Some of the fires are feeding off fallen trees, branches, and other forms of wood debris left over from Hurricane Helene, which slammed into the coast of Florida as a Category 4 storm in September 2024. Georgia officials have said the storm turned the state’s southern forests into a “tinderbox.”

“The way Helene just threw everything down like matchsticks, there’s only so much you can do short of bulldozing everything,” Seth Hawkins, a Georgia Forestry Commission spokesperson, told local news outlet The Current. “There are big pockets of woods out there where people don’t walk around too much. So it just kind of gets left there.”

Interconnected extremes

This situation illustrates how weather extremes driven by climate change can compound each other. Global warming is worsening hurricane impacts by increasing their intensity and decreasing the speed at which they travel. That means catastrophic storms like Hurricane Helene are more likely to make landfall in the Southeast and generate massive amounts of debris.

At the same time, climate change is exacerbating drought conditions. Many parts of the Southeast have seen an increase in the average number of days with a maximum temperature greater than 95 degrees Fahrenheit (35 degrees Celsius). This is causing the landscape—and wood debris leftover from hurricanes—to dry out faster and stay dry longer.

As of April 16, a whopping 96.83% of the region was experiencing moderate to exceptional drought conditions, according to Drought.gov. It’s the largest drought the Southeast has seen in 26 years.

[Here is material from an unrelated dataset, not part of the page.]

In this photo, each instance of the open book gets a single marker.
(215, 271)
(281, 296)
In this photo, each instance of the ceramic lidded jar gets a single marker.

When low relative humidity and dry fuels are present, wildfires can easily ignite. Extreme heat and gusty winds help them explode into large, fast-moving blazes, and the Southeast has had plenty of both these past few weeks.

An early, active southeastern fire season

Over the weekend, high winds fanned the flames of the “Highway 82” fire in southeastern Georgia, causing it to double in size overnight, according to Brantley County Manager Joey Cason. On Monday morning, the Georgia Forestry Commission reported that the fire spanned nearly 21,000 acres and was only 6% contained.

The Highway 82 fire is one of two major wildfires currently affecting the state, in addition to 10 new fires that ignited Sunday. The other is the Pineland Road fire, now estimated at more than 32,000 acres and 10% containment. Last week, Georgia Governor Brian Kemp declared a 30-day state of emergency in 91 of the state’s 159 counties as the fires destroyed more than 120 homes and forced evacuations.

Conditions aren’t much better in Florida, where more than 100 active blazes were tearing across a combined 15,600 acres Monday morning. Officials issued some localized evacuation orders and road closures last week, and most of the state remains under a mandatory burn ban. The entire state is experiencing some level of drought, with most of the north in “exceptional” drought, according to the U.S. Drought Monitor.

Seeing this level of fire activity in the Southeast before summer has even started is a bad sign. It’s highly unlikely that the drought will resolve before peak temperatures set in. It would take more than a foot of rain to end the region’s drought within the next two months, according to the National Oceanic and Atmospheric Administration. And the more resources firefighters use to contain these early blazes, the more strained resources will be this summer.

This is the danger of interconnected extremes: one disaster can set the stage for the next—and weaken the systems needed to confront it. As climate change compounds the hazards of storms, droughts, and wildfires, recovery will only get harder.